Something I learned today: Michigan is the only state in the nation that explicitly forbids discrimination based on height and weight.
There’s been talk of adding sexual orientation to the state’s civil-rights law, but in the current legislature, that’s unlikely to happen. A little googling reveals that height and weight were added in 1976, and it was the foundation of a suit brought five years ago by a Hooters waitress — 5-foot-8 and 132 pounds, who was pressured to lose more weight, so as to fit into a size-XS uniform.
In the comments, some guy refers to her as “a porker.” Which put me in mind of this, semi-NSFW. We are so cruel to one another, but only in the comments sections are we cruel to young women who can’t squeeze into an XS.
The other thing worth reading today is this Frank Rich piece on Ben Carson, or “Dr. Ben Carson,” as he’s popularly known. Cutting right to the point:
Thanks to his status as the political equivalent of a unicorn, Carson qualifies for the most elite affirmative-action program in America, albeit one paradoxically administered by a party opposed to affirmative-action programs. Simply put: If an African-American raises his hand to run for president as a Republican, he (they’ve all been men) will instantly be cheered on as a serious contender by conservative grandees, few or no questions asked. He is guaranteed editorials like the one in the Journal, accolades from powerful talk-show hosts (Carson would make “a superb president,” says Mark Levin), and credulous profiles like the one Fred Barnes contributed to The Weekly Standard last month. Barnes’s piece regurgitated spin from Carson’s political circle, typified by his neophyte campaign chief Terry Giles, a criminal litigator whose clients have included Richard Pryor, Enron’s Kenneth Lay, and an estate-seeking son of Anna Nicole Smith’s elderly final husband. “If nominated, can Carson beat Hillary Clinton or another Democrat?” Barnes asked—and then answered the question himself: “Yes, he can.” How? By winning 17 percent of the black vote in swing states—a theoretical percentage offered by a co-founder of the Draft Carson movement.

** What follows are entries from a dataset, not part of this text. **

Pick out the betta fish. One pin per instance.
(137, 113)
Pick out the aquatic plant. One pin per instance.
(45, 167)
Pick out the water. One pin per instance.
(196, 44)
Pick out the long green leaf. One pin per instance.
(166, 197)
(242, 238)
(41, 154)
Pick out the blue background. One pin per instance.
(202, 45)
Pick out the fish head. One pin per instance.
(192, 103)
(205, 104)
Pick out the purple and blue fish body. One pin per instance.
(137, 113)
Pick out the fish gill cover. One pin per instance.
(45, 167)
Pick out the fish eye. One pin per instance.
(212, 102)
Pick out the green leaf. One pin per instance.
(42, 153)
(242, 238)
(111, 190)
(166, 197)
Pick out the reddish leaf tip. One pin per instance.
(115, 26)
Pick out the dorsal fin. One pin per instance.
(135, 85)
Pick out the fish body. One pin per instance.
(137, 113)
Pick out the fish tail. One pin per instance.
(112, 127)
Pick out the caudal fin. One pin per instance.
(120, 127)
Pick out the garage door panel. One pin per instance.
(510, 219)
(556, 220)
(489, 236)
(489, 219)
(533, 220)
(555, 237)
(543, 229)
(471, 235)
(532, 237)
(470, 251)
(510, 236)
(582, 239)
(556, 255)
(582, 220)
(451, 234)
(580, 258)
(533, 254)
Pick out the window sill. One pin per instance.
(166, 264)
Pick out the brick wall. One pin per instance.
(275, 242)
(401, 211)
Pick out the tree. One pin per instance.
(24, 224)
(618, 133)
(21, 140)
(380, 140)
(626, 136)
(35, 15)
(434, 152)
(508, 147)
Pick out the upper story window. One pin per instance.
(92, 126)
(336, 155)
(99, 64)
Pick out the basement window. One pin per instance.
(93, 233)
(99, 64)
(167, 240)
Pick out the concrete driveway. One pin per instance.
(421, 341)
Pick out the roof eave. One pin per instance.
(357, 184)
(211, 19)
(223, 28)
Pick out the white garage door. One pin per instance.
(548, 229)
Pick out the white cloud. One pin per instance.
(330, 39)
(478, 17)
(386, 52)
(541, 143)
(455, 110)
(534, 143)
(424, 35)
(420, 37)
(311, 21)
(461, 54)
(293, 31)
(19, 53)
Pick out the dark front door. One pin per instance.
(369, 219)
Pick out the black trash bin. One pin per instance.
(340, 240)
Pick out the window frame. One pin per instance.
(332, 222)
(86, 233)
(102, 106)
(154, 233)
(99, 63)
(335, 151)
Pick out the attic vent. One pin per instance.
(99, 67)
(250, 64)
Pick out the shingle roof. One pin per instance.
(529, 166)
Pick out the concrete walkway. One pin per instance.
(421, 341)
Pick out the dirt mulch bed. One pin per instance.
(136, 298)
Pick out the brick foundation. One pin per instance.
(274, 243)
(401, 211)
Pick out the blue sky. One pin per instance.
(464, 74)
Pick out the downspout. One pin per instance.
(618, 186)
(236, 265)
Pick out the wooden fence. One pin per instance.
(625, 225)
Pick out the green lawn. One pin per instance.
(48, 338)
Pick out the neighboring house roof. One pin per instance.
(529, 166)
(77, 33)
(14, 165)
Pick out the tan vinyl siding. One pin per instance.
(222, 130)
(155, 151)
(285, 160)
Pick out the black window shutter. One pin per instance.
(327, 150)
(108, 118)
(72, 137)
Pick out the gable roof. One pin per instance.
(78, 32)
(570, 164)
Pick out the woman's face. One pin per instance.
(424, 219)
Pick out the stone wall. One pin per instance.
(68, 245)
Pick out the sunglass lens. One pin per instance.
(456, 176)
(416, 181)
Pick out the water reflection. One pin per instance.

There’s no reason that a small-government black conservative Republican couldn’t be elected president—a proposition that might have been tested by Colin Powell and no doubt will be by other black Republicans one day. But not today. There have been three Great Black Presidential Hopes in the GOP’s entire history, Carson included—all of them in the past two decades. None has had a chance of victory in a national election, not least because none of the three ever won any elective office. None can be classified as presidential timber without a herculean suspension of disbelief. Indeed, the two Great Hopes before Carson were a buffoon with congenital financial woes and a two-time settler of sexual-harassment suits. But they, too, were praised to the skies by their Republican cheering section up until—and sometimes past—their inevitable implosions. And not without reason. There is a political method to this madness that reaches its culmination with Carson.
If nothing else, it’s an entertaining walk down memory lane. I’d forgotten about Alan Keyes. And Herman Cain is probably best left that way.
Whoa, but I’m sort of whipped. Let’s try again later.